So it’s a Friday morning in the recent past. My oldest, The Solicitor (TS), is zipping along, getting ready to ride his bike to school with some friends. It’s also the Pink Goth’s birthday. (PG is my middle child, a girl. If you want to know why we call her that, read this post.)
Somehow we have set a standard of three cake events for birthdays. One at school (usually cupcakes), one at home that night (decorated by siblings) and one at the party (requiring licensed characters and/or creatures). I don’t know how this standard came to be. I only know that it is now sacred and deviating would be like the changes of Vatican II, only more contentious.
Once I get TS out the door, I’m planning on piling PG and Turbo (my little guy) into the car, dropping them at school, stopping by the store for cupcakes (I’m buying instead of baking this time. Sue me.), dropping off said cupcakes, then zipping over to TS’s school where I’m scheduled to serve pizza for lunch.
Good thing I’ve gotten all my movie reviews done early. I can afford to take the morning off.
I’m supermom. I can do it.
Of course, it’s never that easy. Disaster strikes. TS can’t find his tie, required for his uniform on Fridays. Together we tear the house upside down. No luck. I am looking in the most unlikely of places. Under my bed. Kitchen cabinets. Even the drawer where it goes. Nothing.
At T-minus three minutes till school starts, I tell TS to go without and take the fates the gods (or his teachers) send him.
He rides off and I rush the other kids to the car. But not before noticing another disaster. TS HAS LEFT HIS BOOKS AND HOMEWORK ON THE TABLE!!
I pick up his stack of books and work and shove them into his backpack. I have to get a forklift to do this. They weigh a lot.
I drive the younger two to school. Turbo, the little guy, complains. Something about his backpack. Blah blah. I don’t have time to check it. I have cupcakes to buy, kid!
I shoo them out and off to a day full of wonder, exploration, and learning.
I drive to TS’s school, on my mission to restore his books and homework.

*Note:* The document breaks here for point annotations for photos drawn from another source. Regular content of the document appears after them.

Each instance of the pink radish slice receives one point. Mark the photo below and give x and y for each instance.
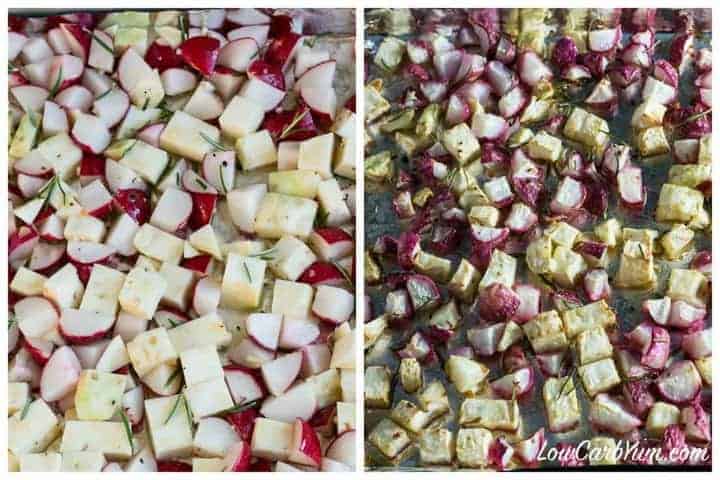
(40, 350)
(305, 446)
(60, 375)
(604, 40)
(36, 316)
(342, 449)
(680, 383)
(630, 186)
(83, 326)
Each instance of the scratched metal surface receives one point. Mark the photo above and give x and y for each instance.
(380, 219)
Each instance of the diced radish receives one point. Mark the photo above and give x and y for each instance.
(630, 186)
(264, 329)
(238, 457)
(281, 372)
(202, 53)
(342, 449)
(680, 383)
(305, 446)
(36, 316)
(604, 40)
(297, 332)
(532, 69)
(40, 350)
(684, 314)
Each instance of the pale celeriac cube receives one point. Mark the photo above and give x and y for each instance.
(243, 281)
(103, 290)
(203, 331)
(170, 431)
(141, 292)
(150, 349)
(108, 438)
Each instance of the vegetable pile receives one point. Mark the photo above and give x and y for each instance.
(546, 277)
(181, 243)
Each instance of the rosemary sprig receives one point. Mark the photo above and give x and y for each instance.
(128, 430)
(183, 27)
(222, 179)
(562, 391)
(174, 375)
(187, 411)
(265, 254)
(218, 147)
(343, 272)
(239, 408)
(291, 126)
(56, 86)
(247, 272)
(26, 408)
(100, 41)
(174, 409)
(694, 117)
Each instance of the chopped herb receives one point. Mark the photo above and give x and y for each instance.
(239, 408)
(183, 28)
(177, 371)
(172, 411)
(247, 272)
(218, 147)
(222, 179)
(265, 254)
(56, 87)
(343, 272)
(100, 42)
(128, 431)
(187, 411)
(291, 126)
(26, 408)
(104, 94)
(202, 184)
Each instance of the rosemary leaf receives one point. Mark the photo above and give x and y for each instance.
(291, 126)
(174, 409)
(26, 409)
(128, 430)
(214, 143)
(56, 87)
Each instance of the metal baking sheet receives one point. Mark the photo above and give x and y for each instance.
(380, 219)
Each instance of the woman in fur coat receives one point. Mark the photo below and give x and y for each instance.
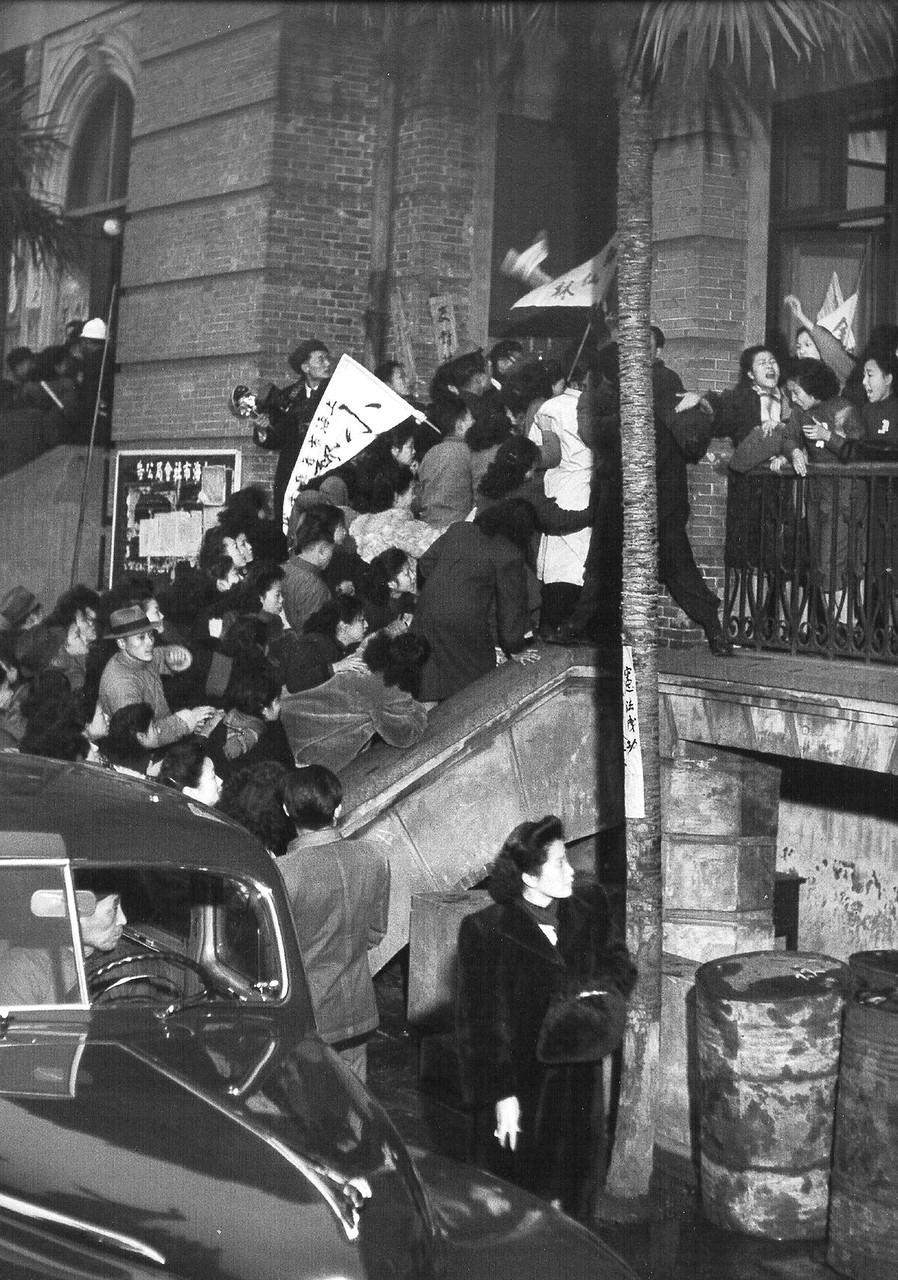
(539, 1124)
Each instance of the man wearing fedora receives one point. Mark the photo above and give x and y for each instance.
(134, 675)
(291, 410)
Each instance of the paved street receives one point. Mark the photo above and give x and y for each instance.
(677, 1244)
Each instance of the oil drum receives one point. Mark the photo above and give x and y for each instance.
(864, 1192)
(768, 1038)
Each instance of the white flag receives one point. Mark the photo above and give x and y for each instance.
(833, 297)
(583, 287)
(841, 321)
(354, 407)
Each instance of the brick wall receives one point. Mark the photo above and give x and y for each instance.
(701, 186)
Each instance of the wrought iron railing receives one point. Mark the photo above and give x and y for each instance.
(811, 563)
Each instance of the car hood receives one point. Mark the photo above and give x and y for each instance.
(220, 1144)
(232, 1148)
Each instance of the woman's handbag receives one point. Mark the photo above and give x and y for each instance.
(582, 1028)
(693, 432)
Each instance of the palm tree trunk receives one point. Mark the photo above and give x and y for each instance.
(632, 1157)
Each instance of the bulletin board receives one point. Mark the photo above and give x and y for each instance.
(165, 499)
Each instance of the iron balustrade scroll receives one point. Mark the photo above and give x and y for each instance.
(810, 562)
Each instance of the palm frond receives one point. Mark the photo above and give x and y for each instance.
(860, 32)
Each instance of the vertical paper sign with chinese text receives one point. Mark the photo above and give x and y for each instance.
(635, 798)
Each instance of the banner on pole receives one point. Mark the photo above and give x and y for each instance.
(354, 407)
(635, 796)
(837, 314)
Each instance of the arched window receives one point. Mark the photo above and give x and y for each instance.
(96, 192)
(99, 169)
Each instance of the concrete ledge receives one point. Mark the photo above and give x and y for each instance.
(801, 708)
(514, 745)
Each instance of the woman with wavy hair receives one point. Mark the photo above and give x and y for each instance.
(537, 1091)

But the backpack bulging with his heavy books isn’t in the car. Nowhere. I swore I put it in. Two other moms watch me warily as I circle the car repeatedly, peering in windows. I’m new here. My reputation can’t afford unexplained car peering. I give a jaunty wave. A little laugh like I know what I’m doing.
I’ll just swing back by the house where it’s surely sitting by the door, after dropping off cupcakes, and circle back to the school. Again.

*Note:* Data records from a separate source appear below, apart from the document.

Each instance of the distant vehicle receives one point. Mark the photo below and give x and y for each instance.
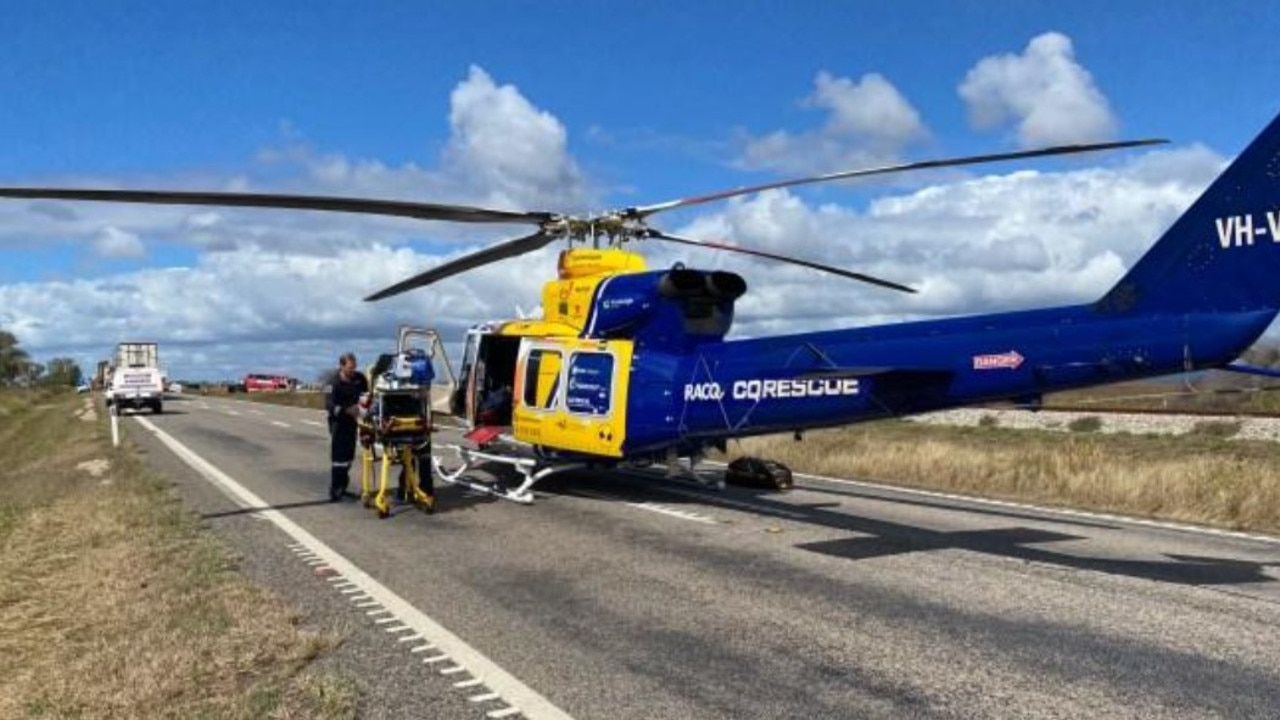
(136, 381)
(255, 382)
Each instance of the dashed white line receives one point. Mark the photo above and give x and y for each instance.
(522, 698)
(653, 507)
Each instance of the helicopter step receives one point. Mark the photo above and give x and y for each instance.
(530, 469)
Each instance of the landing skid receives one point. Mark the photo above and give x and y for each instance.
(529, 468)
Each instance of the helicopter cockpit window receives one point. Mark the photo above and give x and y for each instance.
(542, 379)
(590, 383)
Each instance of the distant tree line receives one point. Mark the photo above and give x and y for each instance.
(17, 368)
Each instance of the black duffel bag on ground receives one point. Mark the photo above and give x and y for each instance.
(757, 473)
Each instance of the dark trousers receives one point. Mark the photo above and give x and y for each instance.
(342, 451)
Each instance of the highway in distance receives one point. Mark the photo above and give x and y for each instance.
(624, 596)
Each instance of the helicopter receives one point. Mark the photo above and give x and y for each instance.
(631, 365)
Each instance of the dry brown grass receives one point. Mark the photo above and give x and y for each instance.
(1201, 478)
(114, 604)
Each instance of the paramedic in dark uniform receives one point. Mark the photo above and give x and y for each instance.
(343, 408)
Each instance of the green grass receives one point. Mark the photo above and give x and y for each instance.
(1200, 477)
(115, 602)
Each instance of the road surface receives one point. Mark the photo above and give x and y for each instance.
(624, 596)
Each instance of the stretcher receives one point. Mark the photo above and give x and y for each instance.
(396, 423)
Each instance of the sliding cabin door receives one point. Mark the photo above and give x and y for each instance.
(571, 393)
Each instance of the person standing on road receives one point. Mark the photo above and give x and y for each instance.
(343, 408)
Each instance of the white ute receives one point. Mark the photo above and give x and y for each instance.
(137, 381)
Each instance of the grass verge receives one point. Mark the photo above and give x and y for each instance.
(1202, 478)
(114, 602)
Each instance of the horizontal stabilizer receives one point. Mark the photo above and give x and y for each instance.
(1251, 370)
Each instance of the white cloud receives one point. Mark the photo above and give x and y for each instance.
(868, 123)
(512, 154)
(982, 244)
(114, 242)
(1043, 92)
(279, 291)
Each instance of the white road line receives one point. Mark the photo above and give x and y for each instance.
(530, 702)
(652, 507)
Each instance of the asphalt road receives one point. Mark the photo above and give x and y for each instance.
(618, 596)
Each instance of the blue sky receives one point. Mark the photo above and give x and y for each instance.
(576, 105)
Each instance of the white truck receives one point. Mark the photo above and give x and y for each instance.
(137, 379)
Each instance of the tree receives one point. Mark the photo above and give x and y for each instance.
(62, 372)
(14, 361)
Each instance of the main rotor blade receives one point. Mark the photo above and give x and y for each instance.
(492, 254)
(327, 204)
(872, 279)
(644, 212)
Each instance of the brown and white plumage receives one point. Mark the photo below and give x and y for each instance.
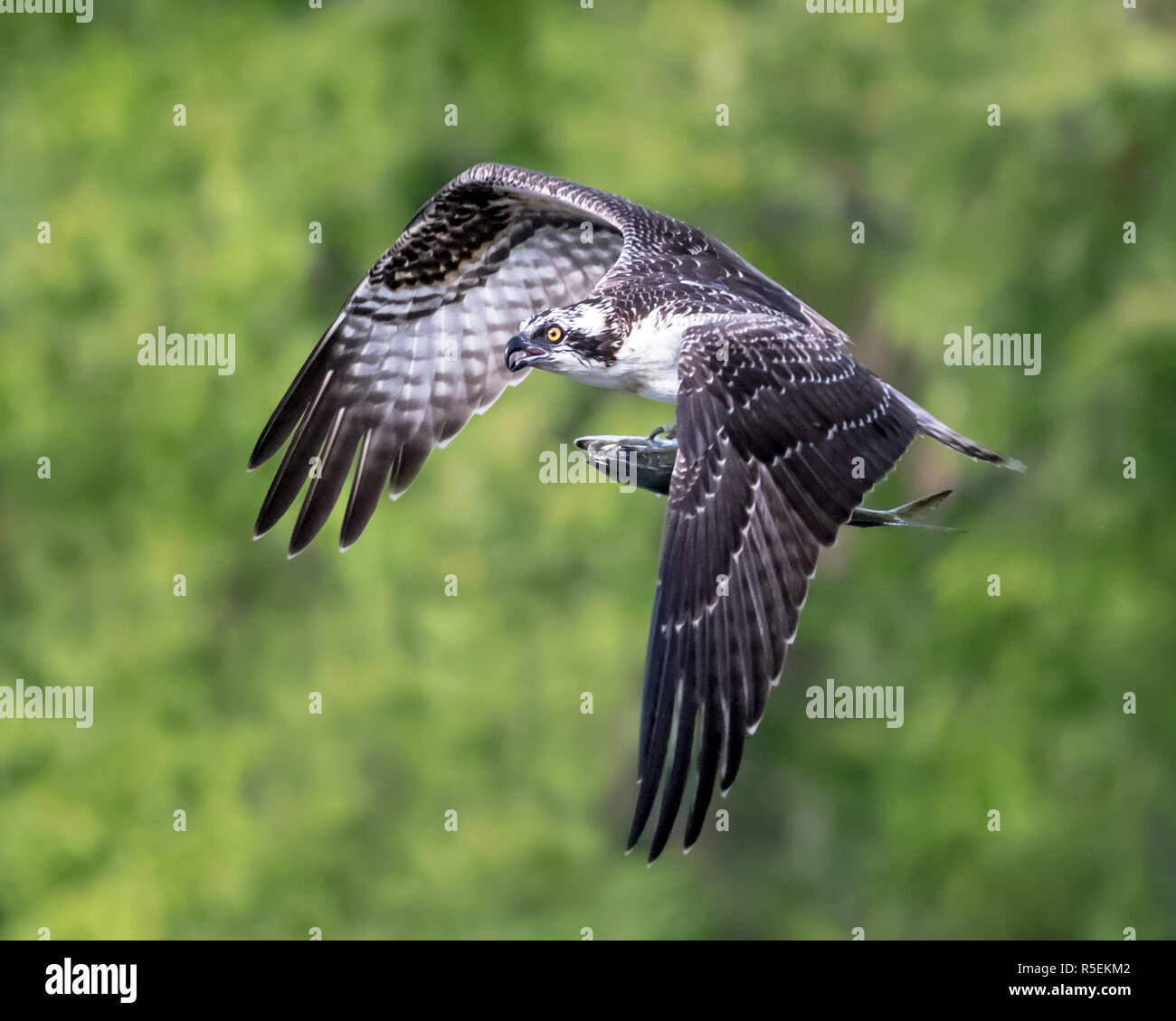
(780, 432)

I rush to the store. TS calls me. “My teacher is MAKING me call even though I TOLD her MOM KNOWS that I’m not wearing a TIE.” I tell him see if he can borrow one. By the way, I’ll bring his books just as soon as I zip back home and get them.

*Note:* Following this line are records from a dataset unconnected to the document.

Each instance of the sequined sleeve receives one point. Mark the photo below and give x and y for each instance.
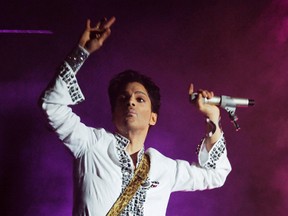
(209, 159)
(68, 70)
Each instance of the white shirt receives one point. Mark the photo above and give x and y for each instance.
(102, 167)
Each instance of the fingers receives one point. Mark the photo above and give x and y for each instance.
(191, 89)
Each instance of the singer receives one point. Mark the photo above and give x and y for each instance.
(113, 173)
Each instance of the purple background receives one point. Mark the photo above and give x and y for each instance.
(236, 48)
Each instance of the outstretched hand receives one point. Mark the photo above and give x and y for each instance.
(93, 37)
(210, 111)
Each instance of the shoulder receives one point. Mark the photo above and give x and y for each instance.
(160, 159)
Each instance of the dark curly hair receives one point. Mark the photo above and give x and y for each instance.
(119, 82)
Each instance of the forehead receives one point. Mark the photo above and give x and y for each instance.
(135, 87)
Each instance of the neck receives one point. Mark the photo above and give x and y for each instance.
(136, 141)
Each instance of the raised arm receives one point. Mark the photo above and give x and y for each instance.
(212, 113)
(93, 37)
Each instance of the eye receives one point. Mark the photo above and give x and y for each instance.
(140, 100)
(121, 98)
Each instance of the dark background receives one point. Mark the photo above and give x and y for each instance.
(236, 48)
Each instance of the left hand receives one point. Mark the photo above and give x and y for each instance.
(93, 37)
(210, 111)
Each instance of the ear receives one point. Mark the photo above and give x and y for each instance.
(153, 118)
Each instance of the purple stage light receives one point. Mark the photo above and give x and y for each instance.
(15, 31)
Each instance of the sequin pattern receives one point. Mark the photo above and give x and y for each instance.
(69, 78)
(135, 206)
(76, 58)
(216, 152)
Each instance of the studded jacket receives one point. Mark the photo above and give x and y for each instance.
(102, 167)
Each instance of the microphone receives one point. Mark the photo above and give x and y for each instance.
(225, 101)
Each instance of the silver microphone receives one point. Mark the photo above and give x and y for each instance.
(225, 101)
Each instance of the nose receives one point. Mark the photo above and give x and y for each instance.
(131, 102)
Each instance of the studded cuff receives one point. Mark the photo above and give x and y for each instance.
(214, 154)
(76, 58)
(68, 76)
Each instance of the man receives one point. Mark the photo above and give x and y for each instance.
(105, 162)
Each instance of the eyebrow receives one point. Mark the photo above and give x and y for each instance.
(140, 92)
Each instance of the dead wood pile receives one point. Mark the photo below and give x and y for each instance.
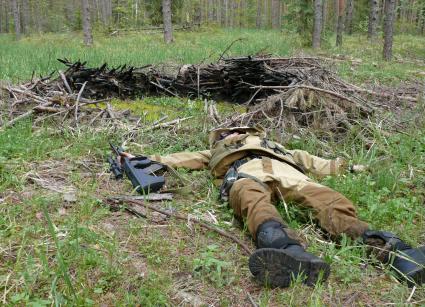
(280, 93)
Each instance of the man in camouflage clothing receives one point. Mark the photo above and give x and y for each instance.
(255, 172)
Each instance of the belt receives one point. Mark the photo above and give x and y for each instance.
(240, 162)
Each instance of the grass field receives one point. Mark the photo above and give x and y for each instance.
(56, 250)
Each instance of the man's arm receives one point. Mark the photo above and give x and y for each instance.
(191, 160)
(319, 166)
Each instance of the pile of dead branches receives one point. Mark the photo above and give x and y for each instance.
(280, 93)
(23, 101)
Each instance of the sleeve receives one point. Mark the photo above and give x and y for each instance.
(318, 166)
(191, 160)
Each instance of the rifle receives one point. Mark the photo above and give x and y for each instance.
(140, 170)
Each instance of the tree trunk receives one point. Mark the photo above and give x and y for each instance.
(210, 11)
(2, 9)
(88, 37)
(16, 18)
(106, 8)
(340, 27)
(388, 29)
(373, 19)
(168, 26)
(336, 14)
(324, 14)
(275, 14)
(25, 16)
(317, 28)
(223, 13)
(258, 20)
(349, 18)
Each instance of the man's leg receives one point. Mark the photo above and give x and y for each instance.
(334, 212)
(279, 257)
(252, 202)
(337, 215)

“What books?” he says, “I have my books.”
The mystery deepens.
I drop off cupcakes, kiss my girl. I serve pizza and banter with TS’s class while trying not to embarrass him, a nearly impossible task, but I pull it off. I think.
After school, TS patiently explains, as you would to a very small child, that the books he’d left on the table weren’t needed at school that day. That’s why he left them. Duh. So much for mom to the rescue.
But it’s not until Turbo struggles into the car after school that all is revealed. He asks for help lifting his backpack into the car. The seams are straining.
Yep. You guessed it. I had shoved TS’s books into Turbo’s backpack and sent him to elementary school with 35 pounds of Jr. High work.
TS found this quite amusing. Turbo did not.
Mystery solved. The kids were all fine. It was mom who was creating problems.
Epilogue: We found TS’s tie in a pocket in his backpack. He’d had it with him at school the whole time. Isn’t irony delightful?